Last weekend, Bayern Munich stretched their lead at the top of the Bundesliga after recording a convincing 3-0 result over nearest challengers Borussia Dortmund on their own patch. After the full-time whistle, coach Pep Guardiola paid tribute to one particular component of his exceptional team – the midfield.
A simplified version of events, of course, but one that his old nemesis Jose Mourinho would have had no objections to; the Portuguese’s teams in the past have been built on structured, hard-working midfields getting the basics right. And yet, Mourinho’s second coming at Chelsea has not replicated this template.
The Blues continued their shaky run of form with their second defeat to Basel in as many months, as Mohamed Salah’s late strike earned the Swiss side a priceless Champions League victory. The late autumn and early winter wobble is becoming something of a tradition in west London.
When onlookers take a step back, though, Chelsea don’t appear to be in a precarious position at all. On the contrary, the Blues are third in the Premier League – just four points behind leaders Arsenal – and have qualified for the knockout stages of the Champions League, despite the loss in Switzerland.
But worrying cracks have appeared and expanded – particularly in the all-important midfield area. Against Basel, Mourinho opted for a trio of what can be considered holding midfielders, with Frank Lampard, Ramires and John Obi Mikel – who was excellent against West Ham United last weekend – all picked to start.
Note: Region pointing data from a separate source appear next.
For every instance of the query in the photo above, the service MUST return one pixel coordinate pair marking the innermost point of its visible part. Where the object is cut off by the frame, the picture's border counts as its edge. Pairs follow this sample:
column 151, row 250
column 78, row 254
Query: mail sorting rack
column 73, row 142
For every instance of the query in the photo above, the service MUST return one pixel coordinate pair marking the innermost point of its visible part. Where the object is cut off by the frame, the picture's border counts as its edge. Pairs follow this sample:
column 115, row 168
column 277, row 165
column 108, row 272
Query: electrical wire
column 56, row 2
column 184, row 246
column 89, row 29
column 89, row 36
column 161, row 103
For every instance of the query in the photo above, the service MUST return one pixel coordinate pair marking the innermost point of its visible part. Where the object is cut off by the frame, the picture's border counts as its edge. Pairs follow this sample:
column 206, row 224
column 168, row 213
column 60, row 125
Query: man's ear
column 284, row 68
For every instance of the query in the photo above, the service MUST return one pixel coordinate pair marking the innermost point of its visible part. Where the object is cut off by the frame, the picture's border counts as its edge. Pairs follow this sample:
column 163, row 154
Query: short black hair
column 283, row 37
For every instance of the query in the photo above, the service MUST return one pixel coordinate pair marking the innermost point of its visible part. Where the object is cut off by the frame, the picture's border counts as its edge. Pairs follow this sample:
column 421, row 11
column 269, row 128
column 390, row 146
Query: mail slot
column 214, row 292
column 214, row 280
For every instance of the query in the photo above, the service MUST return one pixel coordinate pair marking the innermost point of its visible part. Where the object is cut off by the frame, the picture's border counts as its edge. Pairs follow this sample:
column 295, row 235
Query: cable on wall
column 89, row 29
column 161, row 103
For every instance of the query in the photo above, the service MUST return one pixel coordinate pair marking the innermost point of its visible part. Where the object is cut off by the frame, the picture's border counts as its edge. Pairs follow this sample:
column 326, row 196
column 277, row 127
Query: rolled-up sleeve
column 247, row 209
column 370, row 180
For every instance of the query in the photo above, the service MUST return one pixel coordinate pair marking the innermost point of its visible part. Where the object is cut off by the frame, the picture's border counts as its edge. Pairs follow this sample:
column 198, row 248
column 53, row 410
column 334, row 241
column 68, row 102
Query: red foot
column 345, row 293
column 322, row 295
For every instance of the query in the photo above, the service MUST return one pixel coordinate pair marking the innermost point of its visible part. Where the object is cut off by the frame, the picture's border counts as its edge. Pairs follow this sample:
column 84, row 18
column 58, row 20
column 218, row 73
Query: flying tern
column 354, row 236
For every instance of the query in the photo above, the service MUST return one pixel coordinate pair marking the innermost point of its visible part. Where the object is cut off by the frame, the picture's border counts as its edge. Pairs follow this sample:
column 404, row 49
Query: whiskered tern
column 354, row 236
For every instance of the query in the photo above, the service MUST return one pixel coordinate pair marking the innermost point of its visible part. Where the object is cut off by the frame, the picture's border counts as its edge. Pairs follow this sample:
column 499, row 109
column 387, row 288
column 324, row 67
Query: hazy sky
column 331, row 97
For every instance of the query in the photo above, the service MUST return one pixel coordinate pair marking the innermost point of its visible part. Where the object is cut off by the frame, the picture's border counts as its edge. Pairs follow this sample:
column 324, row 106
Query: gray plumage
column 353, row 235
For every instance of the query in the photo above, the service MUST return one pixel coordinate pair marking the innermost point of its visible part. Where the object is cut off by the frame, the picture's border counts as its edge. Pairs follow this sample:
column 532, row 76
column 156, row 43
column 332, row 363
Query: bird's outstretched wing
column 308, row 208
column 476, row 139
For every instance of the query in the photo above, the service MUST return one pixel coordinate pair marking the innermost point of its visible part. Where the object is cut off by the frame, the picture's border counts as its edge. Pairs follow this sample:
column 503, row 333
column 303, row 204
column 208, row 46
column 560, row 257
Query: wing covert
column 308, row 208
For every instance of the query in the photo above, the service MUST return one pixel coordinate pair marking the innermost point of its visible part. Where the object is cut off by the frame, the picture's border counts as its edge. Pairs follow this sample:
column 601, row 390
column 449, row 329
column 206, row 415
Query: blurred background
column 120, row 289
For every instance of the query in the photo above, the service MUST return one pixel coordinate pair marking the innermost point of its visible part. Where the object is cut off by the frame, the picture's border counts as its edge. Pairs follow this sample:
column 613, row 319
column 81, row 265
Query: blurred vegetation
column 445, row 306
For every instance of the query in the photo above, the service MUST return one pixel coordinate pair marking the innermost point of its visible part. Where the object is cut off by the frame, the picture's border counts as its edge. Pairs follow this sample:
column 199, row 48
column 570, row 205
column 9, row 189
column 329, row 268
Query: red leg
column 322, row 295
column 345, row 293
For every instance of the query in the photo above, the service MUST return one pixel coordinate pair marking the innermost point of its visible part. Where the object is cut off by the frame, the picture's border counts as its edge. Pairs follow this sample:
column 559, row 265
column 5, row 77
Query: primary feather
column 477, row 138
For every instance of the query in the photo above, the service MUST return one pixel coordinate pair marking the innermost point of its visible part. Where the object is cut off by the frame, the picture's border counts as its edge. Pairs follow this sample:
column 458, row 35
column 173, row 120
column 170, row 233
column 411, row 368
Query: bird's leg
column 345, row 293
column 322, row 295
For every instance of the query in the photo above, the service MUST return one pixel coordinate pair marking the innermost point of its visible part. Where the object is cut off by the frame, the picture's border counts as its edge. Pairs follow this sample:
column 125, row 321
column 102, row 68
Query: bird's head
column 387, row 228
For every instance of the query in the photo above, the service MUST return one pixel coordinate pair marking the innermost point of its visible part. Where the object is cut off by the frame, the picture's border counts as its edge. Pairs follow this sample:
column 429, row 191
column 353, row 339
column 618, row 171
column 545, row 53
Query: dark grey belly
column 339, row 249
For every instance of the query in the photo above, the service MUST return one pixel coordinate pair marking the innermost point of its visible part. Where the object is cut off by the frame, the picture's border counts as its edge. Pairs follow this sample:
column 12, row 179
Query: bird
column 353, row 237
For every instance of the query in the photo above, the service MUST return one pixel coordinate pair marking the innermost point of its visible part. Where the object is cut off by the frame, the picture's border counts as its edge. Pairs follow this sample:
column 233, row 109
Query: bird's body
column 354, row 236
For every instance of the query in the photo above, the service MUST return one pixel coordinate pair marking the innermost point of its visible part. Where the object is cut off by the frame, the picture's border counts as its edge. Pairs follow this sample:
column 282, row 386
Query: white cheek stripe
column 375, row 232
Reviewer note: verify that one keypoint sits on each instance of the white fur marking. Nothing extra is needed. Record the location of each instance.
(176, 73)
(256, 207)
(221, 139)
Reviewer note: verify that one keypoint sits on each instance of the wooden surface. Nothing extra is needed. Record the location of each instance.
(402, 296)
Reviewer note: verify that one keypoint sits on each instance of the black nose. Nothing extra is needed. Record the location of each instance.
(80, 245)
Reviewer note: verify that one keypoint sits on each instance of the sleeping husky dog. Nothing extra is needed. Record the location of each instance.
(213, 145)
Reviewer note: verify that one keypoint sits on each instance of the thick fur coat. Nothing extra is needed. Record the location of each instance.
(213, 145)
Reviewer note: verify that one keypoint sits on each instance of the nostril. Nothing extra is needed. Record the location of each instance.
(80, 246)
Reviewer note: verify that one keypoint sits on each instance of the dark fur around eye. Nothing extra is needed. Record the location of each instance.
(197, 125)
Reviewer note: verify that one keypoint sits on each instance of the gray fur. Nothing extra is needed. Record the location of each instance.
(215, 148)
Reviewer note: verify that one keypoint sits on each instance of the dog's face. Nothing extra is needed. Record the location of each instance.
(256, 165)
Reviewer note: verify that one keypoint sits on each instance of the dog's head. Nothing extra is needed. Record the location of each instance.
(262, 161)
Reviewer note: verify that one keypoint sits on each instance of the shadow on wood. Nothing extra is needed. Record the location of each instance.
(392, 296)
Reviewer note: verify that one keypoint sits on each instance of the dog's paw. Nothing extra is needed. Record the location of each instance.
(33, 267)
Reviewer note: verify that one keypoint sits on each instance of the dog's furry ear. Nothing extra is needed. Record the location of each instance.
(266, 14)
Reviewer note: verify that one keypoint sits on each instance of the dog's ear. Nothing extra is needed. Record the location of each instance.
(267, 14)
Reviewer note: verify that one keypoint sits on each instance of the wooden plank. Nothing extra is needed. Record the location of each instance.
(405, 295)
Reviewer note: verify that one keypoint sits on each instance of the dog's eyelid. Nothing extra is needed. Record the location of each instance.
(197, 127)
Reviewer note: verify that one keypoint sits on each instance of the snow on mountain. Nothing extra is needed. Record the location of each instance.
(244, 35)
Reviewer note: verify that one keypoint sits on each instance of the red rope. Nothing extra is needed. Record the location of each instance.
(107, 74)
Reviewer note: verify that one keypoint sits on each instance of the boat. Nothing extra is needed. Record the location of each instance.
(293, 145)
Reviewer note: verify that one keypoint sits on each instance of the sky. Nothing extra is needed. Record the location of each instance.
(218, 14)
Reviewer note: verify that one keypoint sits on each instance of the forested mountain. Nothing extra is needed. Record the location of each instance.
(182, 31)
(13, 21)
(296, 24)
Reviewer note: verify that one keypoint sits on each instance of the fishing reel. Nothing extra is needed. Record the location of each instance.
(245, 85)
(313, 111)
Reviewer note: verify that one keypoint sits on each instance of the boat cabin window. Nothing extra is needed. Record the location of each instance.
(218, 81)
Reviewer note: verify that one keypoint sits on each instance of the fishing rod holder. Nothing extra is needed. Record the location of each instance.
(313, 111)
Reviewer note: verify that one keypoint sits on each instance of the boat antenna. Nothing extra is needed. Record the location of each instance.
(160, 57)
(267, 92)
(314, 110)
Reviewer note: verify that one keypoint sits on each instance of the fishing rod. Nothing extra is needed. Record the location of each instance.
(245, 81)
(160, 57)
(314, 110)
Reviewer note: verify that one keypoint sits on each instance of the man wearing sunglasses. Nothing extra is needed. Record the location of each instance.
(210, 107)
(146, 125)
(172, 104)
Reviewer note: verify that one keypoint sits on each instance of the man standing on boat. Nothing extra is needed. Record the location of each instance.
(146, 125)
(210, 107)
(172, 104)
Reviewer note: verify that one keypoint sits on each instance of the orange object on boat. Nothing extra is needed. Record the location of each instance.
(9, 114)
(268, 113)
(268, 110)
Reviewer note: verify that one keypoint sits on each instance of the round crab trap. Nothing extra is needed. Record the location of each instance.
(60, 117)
The idea was to win the midfield battle against Basel’s own three-pronged core.
But it backfired. Ramires, usually so energetic and eager, had a poor game by his standards while Frank Lampard, perhaps tired after his excursions at Upton Park, looked every one of his 35 years. As a result, Basel annihilated the Blues in the centre of park, with Mikel unable to cover for his under-par teammates.
Mourinho has been on the end of criticism for failing to rotate his squad, and to some extent that is warranted. Indeed, he made just one change from the starting line-up that beat West Ham for the Basel match. But as the Chelsea manager clearly felt he had to go with three men in midfield, his options are starkly limited – especially with Michael Essien having been overlooked for the Blues’ European squad.
All in all, Chelsea are looking extremely vulnerable in the middle of the park as they prepare to enter a stage of the campaign which even Mourinho says ‘only the brave can survive’. With everything decided in midfield, he’ll need to demonstrate every ounce of that bravery whilst rotating in December.